Frequently Asked Questions

Do I need programming skills to create a Telegram bot?
Not necessarily. BotFather creates the bot token in under a minute, but actually building bot logic traditionally requires coding. However, no-code platforms like TeleClaw let you launch a fully functional AI-powered Telegram bot without writing any code — you configure behavior through a dashboard and the platform handles the technical layer.

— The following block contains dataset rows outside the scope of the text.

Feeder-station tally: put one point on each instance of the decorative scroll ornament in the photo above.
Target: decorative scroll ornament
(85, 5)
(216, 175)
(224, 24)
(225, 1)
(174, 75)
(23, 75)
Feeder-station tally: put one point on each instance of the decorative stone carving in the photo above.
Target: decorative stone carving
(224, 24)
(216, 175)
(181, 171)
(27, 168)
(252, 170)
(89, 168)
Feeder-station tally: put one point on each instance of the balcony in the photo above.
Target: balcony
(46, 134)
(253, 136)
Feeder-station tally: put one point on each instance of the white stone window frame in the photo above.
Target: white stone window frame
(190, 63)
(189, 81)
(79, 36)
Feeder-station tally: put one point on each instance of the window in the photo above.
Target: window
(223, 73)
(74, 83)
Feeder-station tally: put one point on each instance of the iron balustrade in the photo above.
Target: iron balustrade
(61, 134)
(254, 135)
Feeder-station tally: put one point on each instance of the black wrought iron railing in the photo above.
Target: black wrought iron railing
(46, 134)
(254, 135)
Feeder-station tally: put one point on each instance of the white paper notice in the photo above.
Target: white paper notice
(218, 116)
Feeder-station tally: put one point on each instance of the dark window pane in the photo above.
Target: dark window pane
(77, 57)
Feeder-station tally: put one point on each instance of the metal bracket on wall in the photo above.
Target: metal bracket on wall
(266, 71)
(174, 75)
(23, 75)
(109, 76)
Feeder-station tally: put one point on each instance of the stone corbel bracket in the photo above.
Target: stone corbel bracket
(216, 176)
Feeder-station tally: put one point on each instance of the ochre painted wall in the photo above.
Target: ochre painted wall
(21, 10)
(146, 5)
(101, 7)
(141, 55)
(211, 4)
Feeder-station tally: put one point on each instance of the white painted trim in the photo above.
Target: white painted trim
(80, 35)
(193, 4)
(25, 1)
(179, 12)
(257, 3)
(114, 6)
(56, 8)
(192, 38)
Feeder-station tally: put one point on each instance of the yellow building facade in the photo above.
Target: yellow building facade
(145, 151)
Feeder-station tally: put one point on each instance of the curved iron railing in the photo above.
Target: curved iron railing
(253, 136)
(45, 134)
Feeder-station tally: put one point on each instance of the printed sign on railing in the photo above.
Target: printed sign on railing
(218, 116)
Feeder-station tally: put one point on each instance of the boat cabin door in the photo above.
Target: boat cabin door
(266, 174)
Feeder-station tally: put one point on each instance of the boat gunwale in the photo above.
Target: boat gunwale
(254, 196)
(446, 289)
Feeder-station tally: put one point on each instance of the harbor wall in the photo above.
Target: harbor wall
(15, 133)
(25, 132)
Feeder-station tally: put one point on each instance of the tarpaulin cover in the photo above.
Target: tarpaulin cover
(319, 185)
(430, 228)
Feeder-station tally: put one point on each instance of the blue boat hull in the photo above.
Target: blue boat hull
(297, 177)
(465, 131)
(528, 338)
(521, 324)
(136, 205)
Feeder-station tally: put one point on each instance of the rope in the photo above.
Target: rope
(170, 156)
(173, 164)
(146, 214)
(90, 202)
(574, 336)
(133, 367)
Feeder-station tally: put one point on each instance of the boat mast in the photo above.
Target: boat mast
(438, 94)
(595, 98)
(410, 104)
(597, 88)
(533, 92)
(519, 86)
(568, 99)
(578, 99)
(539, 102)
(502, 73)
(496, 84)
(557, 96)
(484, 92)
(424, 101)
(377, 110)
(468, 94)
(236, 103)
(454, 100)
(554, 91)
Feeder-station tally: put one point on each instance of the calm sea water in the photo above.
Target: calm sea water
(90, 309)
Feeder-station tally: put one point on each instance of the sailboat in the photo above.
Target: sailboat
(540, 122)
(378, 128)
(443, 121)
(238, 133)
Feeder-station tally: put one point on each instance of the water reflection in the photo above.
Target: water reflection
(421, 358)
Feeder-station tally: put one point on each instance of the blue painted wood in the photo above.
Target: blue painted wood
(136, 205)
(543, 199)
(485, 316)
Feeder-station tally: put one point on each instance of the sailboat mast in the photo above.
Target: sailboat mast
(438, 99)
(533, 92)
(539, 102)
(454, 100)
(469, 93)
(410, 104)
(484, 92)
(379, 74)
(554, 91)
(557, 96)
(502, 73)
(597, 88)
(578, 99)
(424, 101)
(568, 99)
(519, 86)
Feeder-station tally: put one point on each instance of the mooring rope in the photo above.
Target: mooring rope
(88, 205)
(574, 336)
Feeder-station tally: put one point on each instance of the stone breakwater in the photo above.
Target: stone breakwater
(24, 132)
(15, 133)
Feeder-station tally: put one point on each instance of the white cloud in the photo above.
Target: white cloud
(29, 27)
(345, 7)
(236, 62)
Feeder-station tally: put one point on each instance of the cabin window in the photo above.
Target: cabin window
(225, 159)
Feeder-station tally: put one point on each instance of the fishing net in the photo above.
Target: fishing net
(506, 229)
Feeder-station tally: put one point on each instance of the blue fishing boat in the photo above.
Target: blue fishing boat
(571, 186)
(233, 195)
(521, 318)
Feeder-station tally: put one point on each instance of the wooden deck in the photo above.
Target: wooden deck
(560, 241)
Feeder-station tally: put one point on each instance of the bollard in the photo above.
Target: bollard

What is BotFather and how do I use it?
BotFather is Telegram's official bot for creating and managing other bots. You open a chat with @BotFather, send /newbot, follow the prompts to name your bot and choose its username, and receive an API token. This token is what you use to connect your bot logic — whether via a coding framework or a no-code platform — to Telegram's messaging infrastructure.
How much does it cost to run a Telegram bot?
Telegram's Bot API is free to use, so there's no charge from Telegram itself. Your costs come from the hosting infrastructure (a small VPS can run a simple bot for a few dollars per month) and any AI APIs you connect (like OpenAI or Anthropic, which charge per token). No-code platforms like TeleClaw bundle hosting and AI into a monthly subscription.
How long does it take to launch a working Telegram bot?
A basic bot with a no-code platform like TeleClaw can be live in under 10 minutes. A custom-coded bot with a simple echo or command response takes 30–60 minutes for a developer. A production-grade bot with custom workflows, database integration, and AI capabilities typically takes a few days of development and testing.
Can I add AI capabilities like ChatGPT or Claude to my Telegram bot?
Yes. You can connect your bot to AI APIs directly by passing user messages to the API and returning the response — this requires a few dozen lines of code. Alternatively, TeleClaw does this out of the box with Claude AI, letting you deploy an AI-powered bot without managing API keys, rate limits, or server infrastructure yourself.